I thought, with a mind that was numb and fumbling like my hands, how she’d handed me the wine. It had been drugged. Not the wine, she’d drunk some of that as well, and Arshak. The cup, my cup, the cup she offered in the sacred bond of hospitality. Had she been sure I’d refuse to join them, or had it just been a precaution? How could Arshak accept it? I tried to get up. I twitched over to one side, and fell back.

“He deserves to die,” Bodica answered Arshak. “That he was a prince of the Iazyges makes his Romanizing worse. Go back to Corstopitum, but stop on the way and do some hunting. Take off your armor. Say you and he saw a quarry, a deer or a flock of partridges, on your way back from Condercum, and decided to see who could shoot the most game. Say you lost him in the chase, and thought he’d be back in Corstopitum. It will look like an accident.”

“But…”

“He betrayed you, my white heart! Don’t you see that? My husband approves of him, and wanted to promote him above you. He would have become an adviser on all Sarmatian affairs and your lord. He would have ended up handing you over to my husband, and I couldn’t bear that, I’d die. Go, quickly. I can deal with him.”

“If it has to be, let me help. It’s too much for you to bear alone.”

“No! The road’s empty now, but who knows when someone will come along? We mustn’t be seen together. Just help me to put him in the chariot: I’ll do the rest.”

Arshak picked me up by the shoulders, slung me over my horse, and led her over to the chariot. I was aware of it, through the mist, but I could not move. It was the most I could do to pick my head up a little, and then I couldn’t hold it.

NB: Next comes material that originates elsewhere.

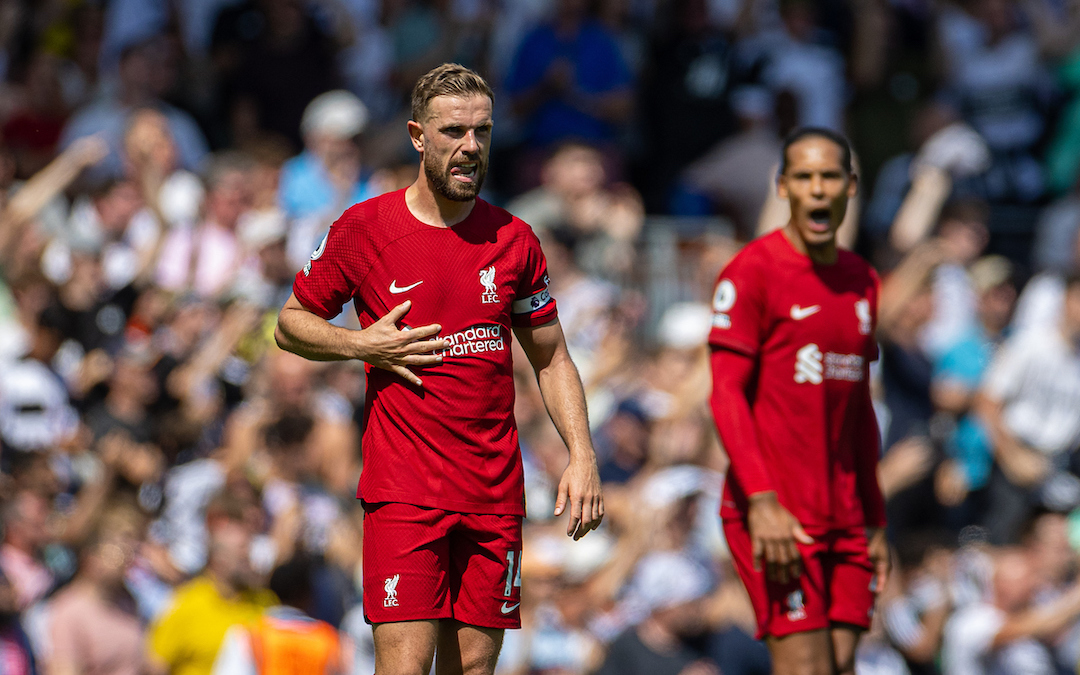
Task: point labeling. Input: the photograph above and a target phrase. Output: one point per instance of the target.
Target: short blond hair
(447, 80)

I was put in the chariot like a corpse and shoved under the bench seat. I was aware, in the dim scent of damp leather and wood, of Bodica and Arshak whispering good-bye, and then the chariot jolted into motion.

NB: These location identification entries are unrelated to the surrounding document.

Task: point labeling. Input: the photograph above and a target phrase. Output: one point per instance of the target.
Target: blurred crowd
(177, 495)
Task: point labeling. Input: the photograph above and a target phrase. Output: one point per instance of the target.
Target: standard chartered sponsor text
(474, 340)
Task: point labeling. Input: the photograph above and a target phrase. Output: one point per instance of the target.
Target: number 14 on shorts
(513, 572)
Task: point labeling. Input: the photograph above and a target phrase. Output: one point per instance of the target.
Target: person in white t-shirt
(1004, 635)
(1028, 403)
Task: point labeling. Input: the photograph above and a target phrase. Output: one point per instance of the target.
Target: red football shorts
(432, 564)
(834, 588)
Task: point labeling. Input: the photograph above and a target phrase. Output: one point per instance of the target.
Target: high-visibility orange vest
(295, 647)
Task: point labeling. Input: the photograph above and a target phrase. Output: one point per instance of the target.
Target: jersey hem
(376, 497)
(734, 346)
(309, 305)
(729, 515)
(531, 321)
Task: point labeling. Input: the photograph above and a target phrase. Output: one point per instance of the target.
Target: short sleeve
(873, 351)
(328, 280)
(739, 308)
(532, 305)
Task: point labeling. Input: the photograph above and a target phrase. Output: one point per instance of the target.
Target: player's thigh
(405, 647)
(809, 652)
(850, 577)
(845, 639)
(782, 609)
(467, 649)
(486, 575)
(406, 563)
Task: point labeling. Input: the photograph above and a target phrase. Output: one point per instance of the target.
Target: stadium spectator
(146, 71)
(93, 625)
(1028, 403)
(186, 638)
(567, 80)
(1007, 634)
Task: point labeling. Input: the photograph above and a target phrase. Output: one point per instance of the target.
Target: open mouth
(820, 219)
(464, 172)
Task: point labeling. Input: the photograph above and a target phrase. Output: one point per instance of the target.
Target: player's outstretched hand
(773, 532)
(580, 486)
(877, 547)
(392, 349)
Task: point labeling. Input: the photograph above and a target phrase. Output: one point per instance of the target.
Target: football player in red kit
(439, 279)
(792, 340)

It rolled over paved road for some distance, and I struggled in the mist and darkness, half-unconscious, half-awake. When I could think at all, I wished, stupidly, passionately, and irrelevantly, that I had succeeded that time in reaching the Jade Gate. It was cold. After a time, I realized that we’d left the paved road and were bouncing along a rougher surface. Again I struggled to get up, and couldn’t. I twisted my head, and saw beside me the edge of Bodica’s gown, her feet in the expensive shoes of embossed leather, and a mud track beyond. The chariot turned, and the mud was replaced by grass, green winter grass with a light sprinkling of snow. The chariot stopped.